The guide frame includes splined shaft, the first straight nut, baffle, encoder, Hall sensor, magnet, controller, Hall sensor, magnet, controller constitute the first control device in guide frame, and splined shaft is coaxial with conduit, and first is straight One end of nut is equipped with baffle, and splined shaft one end is inserted into the first straight nut from the other end of the first straight nut, and the one of conduit End is connected and fixed with baffle, and the other end of splined shaft is equipped with encoder, and baffle, which is located on the side wall inside the first straight nut, pacifies Equipped with Hall sensor, splined shaft, which is located on one end end face inside the first straight nut, to be equipped with and the matched magnetic of Hall sensor Iron, Hall sensor are connect by controller with the dynamic structure that driving axial operates structure operation.

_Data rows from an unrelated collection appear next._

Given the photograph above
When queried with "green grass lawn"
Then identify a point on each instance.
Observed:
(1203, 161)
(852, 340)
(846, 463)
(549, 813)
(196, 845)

Splined shaft and the first straight nut constitute ball guiding axis in the present invention, are equipped in the first straight nut for spline The mobile space of axis axial movement, during splined shaft axial movement, splined shaft is moved relative to the first straight nut, before splined shaft The magnet positions at end change, the magnetic field strength corresponding change that Hall sensor senses, thus Hall sensor output has The current information of variation is to controller, and then driving axial operates the dynamic structure of structure, drives the advance of axial operation structure It retreats, and the move distance information of the output pulse recording axial operation structure by the dynamic structure of axial operation structure, into And obtain the move distance information of conduit;Splined shaft is merely able to do relative motion radially with the first straight nut in the present invention, When splined shaft rotation, the first straight nut is rotated with splined shaft, and the first nut does not do relative motion with splined shaft, the first straight spiral shell Cap rotation will drive baffle rotation to drive conduit to rotate, and adjust the spacing between catheter tip and vascular wall.

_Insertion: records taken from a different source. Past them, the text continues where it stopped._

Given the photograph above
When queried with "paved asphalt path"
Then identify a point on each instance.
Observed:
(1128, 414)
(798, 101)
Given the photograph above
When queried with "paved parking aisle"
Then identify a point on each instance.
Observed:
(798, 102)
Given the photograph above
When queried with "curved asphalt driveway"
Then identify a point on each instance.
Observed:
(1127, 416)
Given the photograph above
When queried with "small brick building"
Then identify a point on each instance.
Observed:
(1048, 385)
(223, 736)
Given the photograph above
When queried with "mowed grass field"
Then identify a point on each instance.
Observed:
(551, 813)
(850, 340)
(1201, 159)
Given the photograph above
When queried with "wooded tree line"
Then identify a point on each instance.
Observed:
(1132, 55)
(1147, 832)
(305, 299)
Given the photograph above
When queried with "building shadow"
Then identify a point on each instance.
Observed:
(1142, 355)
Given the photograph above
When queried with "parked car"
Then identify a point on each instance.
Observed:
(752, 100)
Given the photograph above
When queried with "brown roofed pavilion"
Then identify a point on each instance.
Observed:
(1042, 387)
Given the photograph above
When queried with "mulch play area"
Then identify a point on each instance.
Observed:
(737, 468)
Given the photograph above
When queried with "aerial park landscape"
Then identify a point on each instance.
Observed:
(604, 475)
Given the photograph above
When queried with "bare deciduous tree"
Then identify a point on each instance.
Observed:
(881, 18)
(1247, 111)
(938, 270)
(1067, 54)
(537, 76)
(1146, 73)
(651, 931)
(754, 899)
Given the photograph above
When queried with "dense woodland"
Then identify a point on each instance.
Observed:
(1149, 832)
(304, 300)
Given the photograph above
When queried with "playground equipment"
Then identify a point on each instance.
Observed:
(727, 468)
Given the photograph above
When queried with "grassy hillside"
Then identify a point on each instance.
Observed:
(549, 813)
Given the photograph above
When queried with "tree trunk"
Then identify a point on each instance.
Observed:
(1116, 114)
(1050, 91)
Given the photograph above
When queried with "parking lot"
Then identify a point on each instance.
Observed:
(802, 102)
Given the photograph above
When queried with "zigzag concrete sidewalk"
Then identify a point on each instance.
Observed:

Visualization device is VR vascular system, and VR vascular system shows the motion state of conduit in the blood vessel, VR blood vascular system Status information feedback module is equipped in system, status information feedback module operates the dynamic of structure operation by controller and driving axial The connection of power structure, status information feedback module, controller constitute the second control device in visualization device.
When trained doctor carries out blood vessel intervention operation training, VR vascular system interface is observed while operating conduit, is obtained Shape of blood vessel and catheter movement status information;The catheter location information in trained doctor's operating process is transmitted using serial communication To VR vascular system, virtual pipe movement is controlled, the catheter movement state consistency of virtual pipe and trained doctor operation at this time, In conjunction with the range information of the conduit and vascular wall detected in VR vascular system, the movement of conduit is zoomed in and out, the fortune of conduit Dynamic zoom control is to control to realize based on existing VR vascular system.

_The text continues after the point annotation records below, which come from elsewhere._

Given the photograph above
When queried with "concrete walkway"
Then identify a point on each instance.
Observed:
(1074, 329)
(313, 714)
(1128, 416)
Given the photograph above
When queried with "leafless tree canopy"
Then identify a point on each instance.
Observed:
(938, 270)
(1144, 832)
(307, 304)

The present invention is embedded in the state letter that the present invention designs on the basis of developed blood vessel intervention operation VR vascular system Feedback module is ceased, realizes conduit condition monitoring function, in the incoming VR vascular system of the motion information of true conduit, in conjunction with The range information of status information feedback module output, judges whether the operation of trained doctor may cause conduit in VR vascular system Point collides with vascular wall, to carry out movement scaling to conduit, reduces the probability that collision occurs, reaches protection vascular tissue Purpose;The present invention is embedded in the status information that the present invention designs on the basis of developed blood vessel intervention operation VR vascular system Feedback module, can real-time detection catheter tip at a distance from virtual vascular wall, and by information feedback to after controller, controller According to the initial motion speed of gained range information binding operation person, the power knot of signal control axial operation structure operation is sent Structure, size of the catheter tip at a distance from virtual vascular wall according to value can be divided into " safe distance " " warning distance " " collision " three kinds of feelings The boundary of condition, " safe distance " and " warning distance " can sets itself, the situation of " collision " then be VR blood in VR vascular system Collision detection algorithm detects that catheter tip collides with vascular wall in guard system;Operating device and VR vascular system in the present invention The simulation to doctor's blood vessel intervention operation whole process is realized in connection, and the present invention is by movement scaling, in different blood vessel diameters In, conduit has different movement velocitys, optimizes vascular interventional procedure, reduces the potential harm to patient, increases the essence of intervention Accuracy.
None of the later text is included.